A Quest to Document the World’s Flowering Plants - sohkamyung
https://blog.nature.org/science/2018/08/14/a-quest-to-document-the-worlds-flowering-plants/
======
pvaldes
All the known species of flowering plants are documented. By definition there
is an holotype and a paper describing it, but often is a pain to unbury the
info. It happens all the time in taxonomy; lots of old documents are not in
digital format other are in a different country and you need to lend books and
journals in other countries or to ask for obscure papers on forums. Some
species are forgotten except by maybe ten people in the planet able to
differenciate it.

This is a quest to put photos of all the species in one single place, but 1)
there are a lot of digital herbariums around yet promoted by universities and
2) this is a battle that google won long time ago.

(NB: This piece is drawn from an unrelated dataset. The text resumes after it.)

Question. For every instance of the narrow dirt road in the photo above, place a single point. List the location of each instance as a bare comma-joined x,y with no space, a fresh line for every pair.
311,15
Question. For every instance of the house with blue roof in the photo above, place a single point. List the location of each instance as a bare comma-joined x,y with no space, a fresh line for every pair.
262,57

Simply, this is a too big goal for two people only, and there is not need to
duplicate efforts in another page like this. Just correcting and keeping trace
of the everchanging scientific names would need an entire team of experts. You
just can't build a "wikipedia level" webpage alone.

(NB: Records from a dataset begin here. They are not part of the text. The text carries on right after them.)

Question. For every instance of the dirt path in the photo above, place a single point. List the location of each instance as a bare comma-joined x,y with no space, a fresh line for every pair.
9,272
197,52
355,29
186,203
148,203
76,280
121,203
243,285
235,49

Would be much better to use their resources improving the red lists of
endangered flora for example.

------
have_faith
Unfortunately their website
([http://floraoftheworld.org/](http://floraoftheworld.org/)) seems to be down.
The wayback machine has some snapshots:
[https://web.archive.org/web/20180329231424/http://floraofthe...](https://web.archive.org/web/20180329231424/http://floraoftheworld.org/)

------
RobotCaleb
What a cool project to spend your life on.